No final dos anos 1940, foram inaugurados o Museu de Arte Moderna (MAM) e o Museu de Arte de São Paulo (MASP). Na mesma época, Franco Zampari, empresário de origem italiana, montou uma companhia teatral de alto nível, o Teatro Brasileiro de Comédia (TBC). Crescia o interesse pelo cinema e os intelectuais fundavam cineclubes e movimentavam grupos de debates.
Alimentada por empresários paulistas, criou-se então a Vera Cruz.[4], com estúdios de mais de 100.000 m², que ocupavam o que antes era uma granja da Família Matarazzo..
O início
Embora possuísse capital para manter a companhia e a administrasse com seriedade, Franco Zampari pouco entendia de cinema; se dava melhor com o teatro. Portanto, chamou o renomado Alberto Cavalcanti, que havia obtido fama e experiência no cinema inglês, para montar a Companhia. Ele trouxe dezenas de técnicos estrangeiros, que trabalhavam em um sistema burocrático e complicado, incompatível ao mercado brasileiro. A justificativa era de que não havia profissionais suficientemente capacitados no país, o que afetaria a ambição da empresa, que era a de atingir padrões internacionais, realizando um cinema de bases industriais. Depois das custosas primeiras produções, desavenças fizeram Cavalcanti ser demitido do cargo de Produtor Geral em 1951. O papel ficou para Fernando de Barros, comerciante português que havia tido experiência com o cinema carioca da época e que também tinha o compromisso de baratear as produções.
Sob a supervisão de 'Cavalcanti', foram feitos os longas Caiçara e Terra é sempre Terra e os curtas Painel e Santuário.
Consagração e Fim das Produções
Durante os três anos seguintes, a empresa chegou ao auge. Alguns de seus filmes circularam no exterior e galgaram prêmios nos mais importantes festivais do mundo, como Cannes e Veneza. O Cangaceiro, por exemplo, faturou 50 milhões de dólares e foi distribuído em mais de 80 países[5] . Contudo, o montante obtido quase não voltava para empresa, já que os filmes eram todos distribuídos pela Columbia Pictures, que comprava as fitas por preços baixos, comparados ao mercado internacional.

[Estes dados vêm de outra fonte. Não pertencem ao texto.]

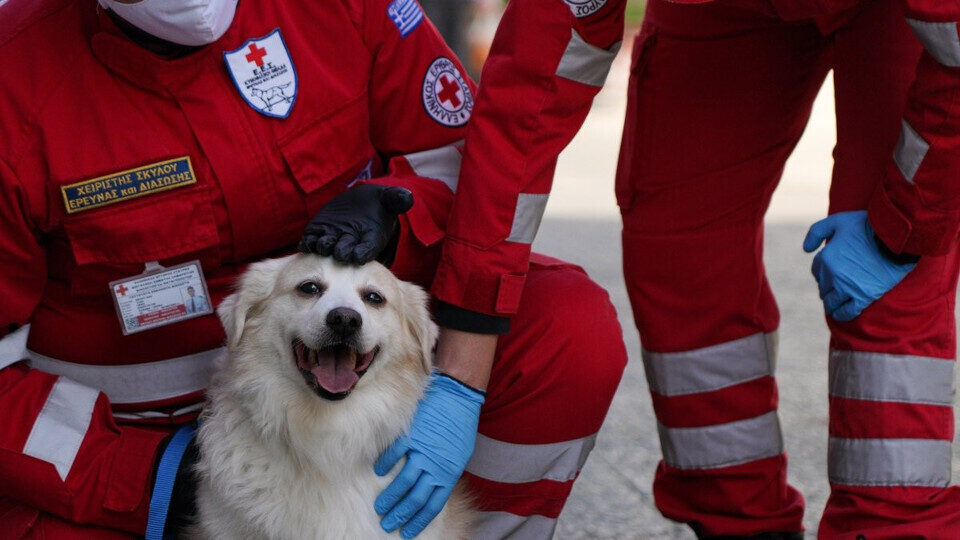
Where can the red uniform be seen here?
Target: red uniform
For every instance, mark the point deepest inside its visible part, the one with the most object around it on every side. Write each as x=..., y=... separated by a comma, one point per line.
x=719, y=95
x=374, y=93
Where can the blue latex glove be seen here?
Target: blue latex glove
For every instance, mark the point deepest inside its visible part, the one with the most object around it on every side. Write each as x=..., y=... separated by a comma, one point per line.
x=854, y=269
x=438, y=447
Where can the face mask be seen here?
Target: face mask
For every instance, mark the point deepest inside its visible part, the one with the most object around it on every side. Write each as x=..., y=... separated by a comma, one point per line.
x=185, y=22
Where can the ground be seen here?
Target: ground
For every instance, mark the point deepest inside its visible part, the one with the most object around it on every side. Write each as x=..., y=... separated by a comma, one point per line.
x=612, y=498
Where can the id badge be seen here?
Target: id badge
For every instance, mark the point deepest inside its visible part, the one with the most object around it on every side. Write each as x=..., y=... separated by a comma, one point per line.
x=160, y=296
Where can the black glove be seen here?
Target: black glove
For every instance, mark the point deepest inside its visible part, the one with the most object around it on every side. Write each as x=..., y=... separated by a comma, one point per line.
x=358, y=225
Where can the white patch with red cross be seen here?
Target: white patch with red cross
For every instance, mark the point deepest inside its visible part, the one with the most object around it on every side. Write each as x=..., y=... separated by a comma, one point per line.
x=446, y=94
x=263, y=73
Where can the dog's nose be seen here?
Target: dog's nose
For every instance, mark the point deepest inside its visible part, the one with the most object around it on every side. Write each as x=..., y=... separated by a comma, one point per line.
x=344, y=320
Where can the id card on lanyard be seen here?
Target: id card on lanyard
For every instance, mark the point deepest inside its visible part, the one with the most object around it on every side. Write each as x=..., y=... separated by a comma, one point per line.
x=160, y=296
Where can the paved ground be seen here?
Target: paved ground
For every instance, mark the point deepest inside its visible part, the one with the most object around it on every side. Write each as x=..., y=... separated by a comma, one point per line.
x=613, y=497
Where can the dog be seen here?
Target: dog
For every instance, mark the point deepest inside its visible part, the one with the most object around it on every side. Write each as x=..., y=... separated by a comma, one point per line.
x=325, y=364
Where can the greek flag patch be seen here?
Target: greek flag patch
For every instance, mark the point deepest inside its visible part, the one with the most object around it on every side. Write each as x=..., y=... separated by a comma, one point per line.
x=406, y=14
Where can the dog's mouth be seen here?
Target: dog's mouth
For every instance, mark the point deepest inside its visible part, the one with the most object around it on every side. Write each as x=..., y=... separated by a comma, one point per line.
x=332, y=371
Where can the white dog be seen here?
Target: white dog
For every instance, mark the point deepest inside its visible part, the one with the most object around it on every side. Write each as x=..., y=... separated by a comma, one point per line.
x=326, y=364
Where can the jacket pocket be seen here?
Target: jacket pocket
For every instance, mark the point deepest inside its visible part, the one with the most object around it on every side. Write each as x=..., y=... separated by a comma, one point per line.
x=113, y=243
x=335, y=146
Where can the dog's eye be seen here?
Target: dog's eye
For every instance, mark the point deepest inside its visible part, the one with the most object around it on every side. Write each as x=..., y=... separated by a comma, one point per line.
x=309, y=288
x=373, y=298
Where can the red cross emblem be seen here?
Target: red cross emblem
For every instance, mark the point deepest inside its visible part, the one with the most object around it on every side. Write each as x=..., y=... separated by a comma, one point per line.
x=256, y=55
x=449, y=92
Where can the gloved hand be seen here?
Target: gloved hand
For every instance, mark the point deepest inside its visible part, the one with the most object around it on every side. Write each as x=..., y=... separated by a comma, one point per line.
x=358, y=225
x=855, y=268
x=438, y=447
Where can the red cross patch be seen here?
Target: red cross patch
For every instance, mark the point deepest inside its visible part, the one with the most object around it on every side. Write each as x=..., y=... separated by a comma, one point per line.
x=446, y=93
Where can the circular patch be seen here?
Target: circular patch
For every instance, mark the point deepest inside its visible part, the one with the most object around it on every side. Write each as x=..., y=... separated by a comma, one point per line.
x=446, y=94
x=584, y=8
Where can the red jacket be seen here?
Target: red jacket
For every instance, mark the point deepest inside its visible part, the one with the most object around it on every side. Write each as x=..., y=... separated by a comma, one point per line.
x=529, y=109
x=376, y=93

Dessa forma, a Vera Cruz mergulhou em um processo de endividamento irreversível, causado por custosas produções - que se tornavam ainda mais caras por atrasos nas filmagens - e o pouco retorno financeiro relacionado diretamente aos problemas de distribuição. Segundo depoimentos[6] , a situação chegou a esse ponto por conta da inexperiência de Zampari, que não estudou o mercado antes de fundar a empresa. Naquela época, a ausência de um sistema próprio de distribuição para filmes brasileiros fazia com que os distribuidores e exibidores de filmes ficassem com mais de 60% da arrecadação das produções. Além disso, por conta da alta inflação, preços dos ingressos das salas de cinema eram tabelados, o que reduzia o valor real do ingresso e a arrecadação dos filmes. No entanto, para filmes estrangeiros, o governo brasileiro pagava a diferença entre o câmbio do dólar oficial e do paralelo, impedindo que houvesse perdas inflacionárias e criando concorrência desigual de filmes estrangeiros no mercado nacional.

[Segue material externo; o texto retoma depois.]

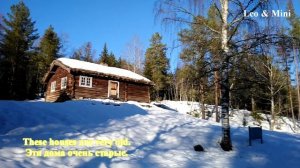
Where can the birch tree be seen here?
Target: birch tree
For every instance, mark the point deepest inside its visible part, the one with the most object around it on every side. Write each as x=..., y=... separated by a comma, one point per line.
x=183, y=12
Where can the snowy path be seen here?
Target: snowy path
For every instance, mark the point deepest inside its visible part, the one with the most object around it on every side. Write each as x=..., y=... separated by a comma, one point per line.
x=159, y=138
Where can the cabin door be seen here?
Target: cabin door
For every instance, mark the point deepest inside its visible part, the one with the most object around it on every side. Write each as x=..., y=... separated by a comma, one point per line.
x=113, y=89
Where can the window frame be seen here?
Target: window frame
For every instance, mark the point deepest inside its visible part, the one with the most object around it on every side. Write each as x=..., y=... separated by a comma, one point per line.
x=109, y=88
x=64, y=80
x=85, y=79
x=52, y=86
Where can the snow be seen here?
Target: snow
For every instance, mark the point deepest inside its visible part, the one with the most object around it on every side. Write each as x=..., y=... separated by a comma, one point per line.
x=77, y=64
x=159, y=137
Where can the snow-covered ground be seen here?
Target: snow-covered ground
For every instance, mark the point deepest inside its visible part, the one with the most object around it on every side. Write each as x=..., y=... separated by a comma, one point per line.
x=159, y=137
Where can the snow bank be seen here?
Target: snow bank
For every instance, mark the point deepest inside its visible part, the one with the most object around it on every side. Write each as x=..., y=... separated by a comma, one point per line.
x=159, y=137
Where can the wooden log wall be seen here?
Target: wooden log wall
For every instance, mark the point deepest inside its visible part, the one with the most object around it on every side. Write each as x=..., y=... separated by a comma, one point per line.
x=54, y=96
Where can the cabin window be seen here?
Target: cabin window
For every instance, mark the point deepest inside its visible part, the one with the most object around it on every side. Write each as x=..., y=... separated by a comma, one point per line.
x=63, y=84
x=113, y=89
x=53, y=86
x=85, y=81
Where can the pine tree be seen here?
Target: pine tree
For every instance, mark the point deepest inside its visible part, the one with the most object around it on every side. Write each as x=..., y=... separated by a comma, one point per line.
x=108, y=59
x=112, y=60
x=48, y=51
x=17, y=50
x=157, y=65
x=104, y=55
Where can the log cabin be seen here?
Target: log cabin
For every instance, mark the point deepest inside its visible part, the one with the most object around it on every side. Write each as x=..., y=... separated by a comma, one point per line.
x=74, y=79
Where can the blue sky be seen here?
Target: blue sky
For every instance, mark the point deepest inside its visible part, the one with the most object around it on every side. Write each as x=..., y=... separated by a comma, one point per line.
x=114, y=22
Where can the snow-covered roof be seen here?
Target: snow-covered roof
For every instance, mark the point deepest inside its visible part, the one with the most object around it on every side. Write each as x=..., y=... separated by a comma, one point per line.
x=102, y=69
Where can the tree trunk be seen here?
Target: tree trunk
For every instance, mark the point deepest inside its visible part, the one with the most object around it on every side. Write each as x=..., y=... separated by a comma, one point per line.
x=272, y=122
x=202, y=100
x=226, y=140
x=297, y=79
x=217, y=97
x=252, y=104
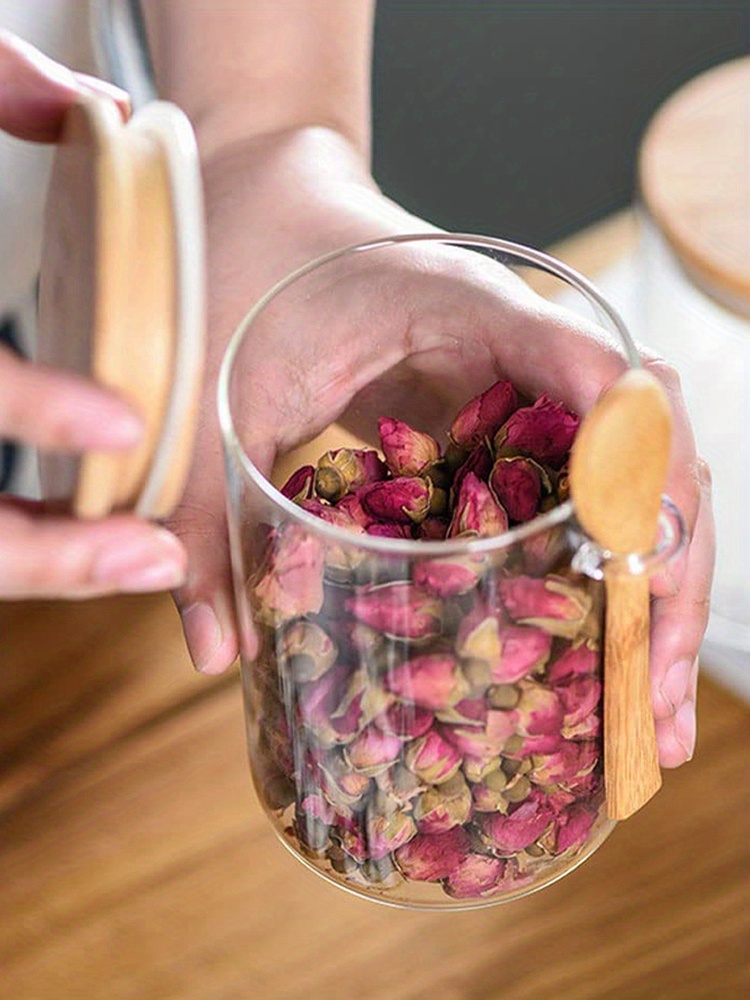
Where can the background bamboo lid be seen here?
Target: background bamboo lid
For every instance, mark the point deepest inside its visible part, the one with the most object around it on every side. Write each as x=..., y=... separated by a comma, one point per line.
x=695, y=180
x=122, y=296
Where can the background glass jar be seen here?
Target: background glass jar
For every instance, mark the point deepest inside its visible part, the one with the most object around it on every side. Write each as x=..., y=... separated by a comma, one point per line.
x=424, y=718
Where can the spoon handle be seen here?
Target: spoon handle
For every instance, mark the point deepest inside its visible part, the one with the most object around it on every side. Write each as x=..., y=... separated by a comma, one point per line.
x=631, y=761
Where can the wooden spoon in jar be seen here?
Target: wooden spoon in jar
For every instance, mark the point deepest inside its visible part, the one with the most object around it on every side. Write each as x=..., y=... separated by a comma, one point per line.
x=617, y=474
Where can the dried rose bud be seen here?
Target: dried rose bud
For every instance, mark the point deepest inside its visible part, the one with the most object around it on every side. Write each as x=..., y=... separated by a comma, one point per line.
x=476, y=875
x=387, y=827
x=440, y=808
x=552, y=603
x=345, y=469
x=573, y=760
x=429, y=857
x=433, y=681
x=406, y=499
x=449, y=576
x=404, y=720
x=299, y=486
x=407, y=452
x=510, y=833
x=539, y=711
x=291, y=581
x=397, y=609
x=544, y=431
x=432, y=758
x=476, y=511
x=517, y=484
x=479, y=461
x=433, y=529
x=576, y=661
x=390, y=530
x=482, y=416
x=373, y=751
x=306, y=650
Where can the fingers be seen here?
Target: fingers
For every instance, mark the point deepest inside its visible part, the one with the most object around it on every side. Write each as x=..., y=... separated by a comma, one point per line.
x=205, y=601
x=48, y=556
x=35, y=91
x=678, y=624
x=61, y=411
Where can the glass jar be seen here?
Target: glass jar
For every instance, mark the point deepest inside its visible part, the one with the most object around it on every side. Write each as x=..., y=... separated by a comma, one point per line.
x=424, y=718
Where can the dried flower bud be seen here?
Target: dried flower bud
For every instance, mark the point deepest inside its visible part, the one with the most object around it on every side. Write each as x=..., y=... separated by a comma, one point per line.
x=517, y=484
x=299, y=486
x=552, y=603
x=407, y=452
x=345, y=469
x=482, y=416
x=442, y=807
x=476, y=875
x=432, y=758
x=372, y=751
x=291, y=580
x=544, y=431
x=406, y=500
x=508, y=834
x=476, y=511
x=432, y=681
x=306, y=650
x=398, y=609
x=429, y=857
x=449, y=576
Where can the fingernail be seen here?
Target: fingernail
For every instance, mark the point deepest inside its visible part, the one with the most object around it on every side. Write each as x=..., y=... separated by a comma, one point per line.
x=155, y=562
x=684, y=728
x=203, y=634
x=676, y=684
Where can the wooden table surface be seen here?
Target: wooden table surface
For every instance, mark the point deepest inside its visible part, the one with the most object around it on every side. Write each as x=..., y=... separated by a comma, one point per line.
x=136, y=862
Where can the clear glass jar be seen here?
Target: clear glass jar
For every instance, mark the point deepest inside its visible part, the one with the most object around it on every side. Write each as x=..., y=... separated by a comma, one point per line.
x=424, y=718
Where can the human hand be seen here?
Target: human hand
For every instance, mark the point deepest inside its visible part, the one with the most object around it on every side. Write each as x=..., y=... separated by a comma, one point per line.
x=43, y=553
x=275, y=204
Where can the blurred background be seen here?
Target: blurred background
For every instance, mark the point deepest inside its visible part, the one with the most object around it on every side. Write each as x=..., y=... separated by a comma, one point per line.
x=521, y=118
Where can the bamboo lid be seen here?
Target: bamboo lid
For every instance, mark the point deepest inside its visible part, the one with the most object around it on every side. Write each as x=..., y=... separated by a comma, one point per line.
x=122, y=296
x=695, y=180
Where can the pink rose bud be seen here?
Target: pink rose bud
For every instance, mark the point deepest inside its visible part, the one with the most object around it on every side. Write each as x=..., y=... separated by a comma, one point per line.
x=291, y=584
x=476, y=511
x=440, y=808
x=387, y=827
x=479, y=461
x=517, y=485
x=551, y=603
x=433, y=529
x=432, y=758
x=399, y=609
x=576, y=661
x=483, y=415
x=405, y=720
x=544, y=431
x=433, y=681
x=574, y=760
x=508, y=834
x=429, y=857
x=299, y=486
x=476, y=875
x=407, y=452
x=405, y=500
x=306, y=650
x=449, y=576
x=373, y=751
x=345, y=469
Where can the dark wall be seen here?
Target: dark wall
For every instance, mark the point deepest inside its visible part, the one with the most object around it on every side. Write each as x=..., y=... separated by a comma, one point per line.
x=522, y=119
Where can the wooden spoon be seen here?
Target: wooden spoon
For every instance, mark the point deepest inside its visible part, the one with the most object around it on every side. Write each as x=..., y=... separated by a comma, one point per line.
x=617, y=475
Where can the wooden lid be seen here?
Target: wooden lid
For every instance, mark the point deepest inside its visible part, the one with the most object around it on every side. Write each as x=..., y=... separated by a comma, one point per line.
x=695, y=180
x=122, y=296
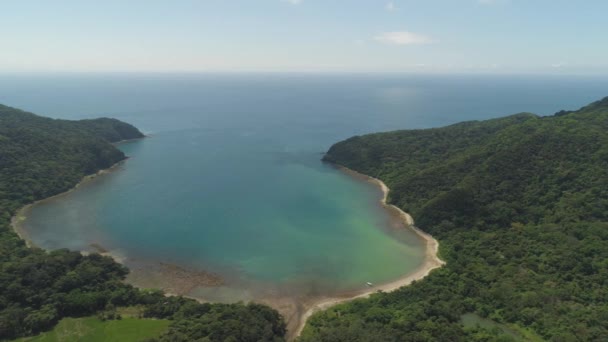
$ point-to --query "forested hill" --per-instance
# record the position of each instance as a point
(41, 157)
(520, 208)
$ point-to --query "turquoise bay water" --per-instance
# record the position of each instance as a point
(230, 180)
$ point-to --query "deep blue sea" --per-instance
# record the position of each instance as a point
(230, 179)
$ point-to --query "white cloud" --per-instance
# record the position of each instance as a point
(403, 38)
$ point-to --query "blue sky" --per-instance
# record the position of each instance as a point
(496, 36)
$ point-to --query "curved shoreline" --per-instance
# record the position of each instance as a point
(21, 214)
(299, 310)
(431, 262)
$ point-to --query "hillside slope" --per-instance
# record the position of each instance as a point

A empresa também sofria de problemas estruturais. Zampari confiava cargos altos a pessoas incompetentes; dentre muitos casos, se destacam o de seu irmão Carlo, que foi administrador de produção e pouco entendia do ramo - havia sido comandante da marinha italiana durante a vida -, e do diretor Adolfo Celi, que, embora tenha dirigido peças no Teatro Brasileiro de Comédia, nunca havia tido contato com cinema antes de Caiçara. Também aconteceram casos de corrupção na contabilidade, atrasos de salários e enormes desperdícios de material, principalmente de rolo de filme - item produzido no exterior e de alto valor na época.
Em 1953 para tentar reverter a situação, a diretoria da empresa fez um empréstimo de 100 milhões de cruzeiros, valor considerado exorbitante à época. Com o montante, a Vera Cruz montou três linhas de produção diversificada: filmes de apelo popular (como A Família Lero-Lero e Candinho), superproduções com pretensão de lançamento no exterior (como O cangaceiro e Sinhá Moça) e filmes de arte voltados ao mercado interno (como Veneno e Apassionata).

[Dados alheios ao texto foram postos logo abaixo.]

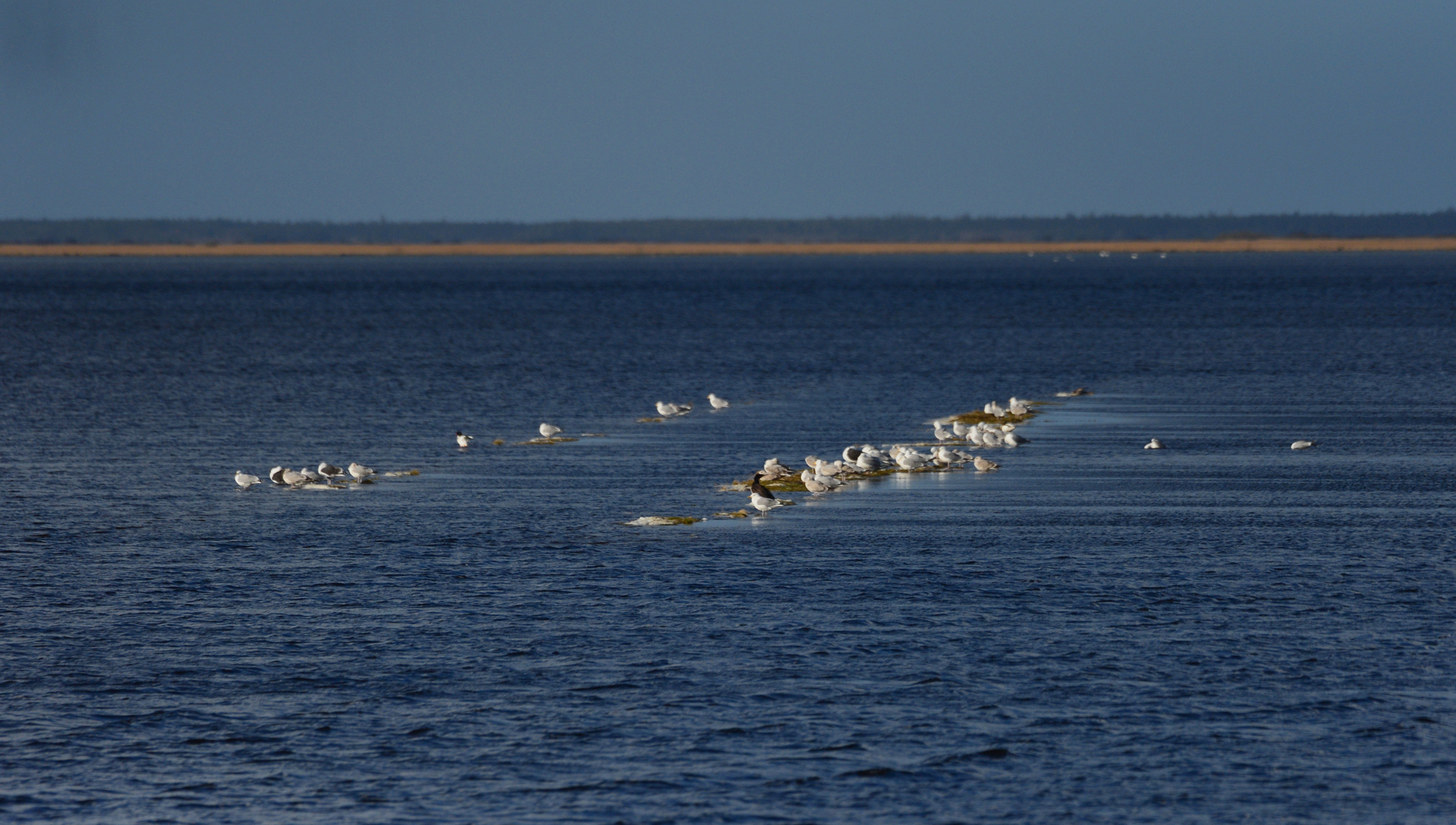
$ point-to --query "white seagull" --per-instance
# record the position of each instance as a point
(812, 483)
(761, 497)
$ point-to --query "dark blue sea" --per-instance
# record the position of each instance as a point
(1227, 630)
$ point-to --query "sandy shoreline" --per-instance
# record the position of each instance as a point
(507, 250)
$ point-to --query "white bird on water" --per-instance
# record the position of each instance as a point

A adoção do novo arranjo produtivo não conseguiu, entretanto, salvar a Vera Cruz da falência. No fim de 1954, o Banco do Estado assumiu as ações e tomou conta da companhia, que funcionou produzindo filmes menores até final dos anos 1950
Legado
Apesar de ter existido por apenas 5 anos, a Vera Cruz formou uma geração de cineastas e profissionais de cinema. A qualidade técnica e artística de seus filmes marcou uma época e mostrou a viabilidade do cinema brasileiro. Michael Stoll, um dos técnicos de som, fundou mais tarde o estúdio paulista Álamo, em 1972. Foi na Vera Cruz que surgiu uma das mais importantes personalidades do cinema brasileiro: Amácio Mazzaropi[7] , indiscutível campeão de bilheteria até a década de 1970.
A experiência da Vera Cruz de dificuldade na inserção de filmes no mercado brasileiro e internacional foi importante, também, para a criação da Embrafilme, em 1969, uma empresa estatal brasileira produtora e distribuidora de filmes cinematográficos.
Produções
Durante os quase 5 anos de funcionamento, a companhia realizou 22 filmes de curta, média e longa-metragem.
Sua primeira produção foi o filme Caiçara, dirigido pelo italiano Adolfo Celi e todo filmado em Ilhabela, litoral de São Paulo, para onde foram deslocados o elenco, a equipe técnica e os pesados equipamentos de filmagem. A produção foi cercada de grande publicidade e teve como protagonista Eliane Lage.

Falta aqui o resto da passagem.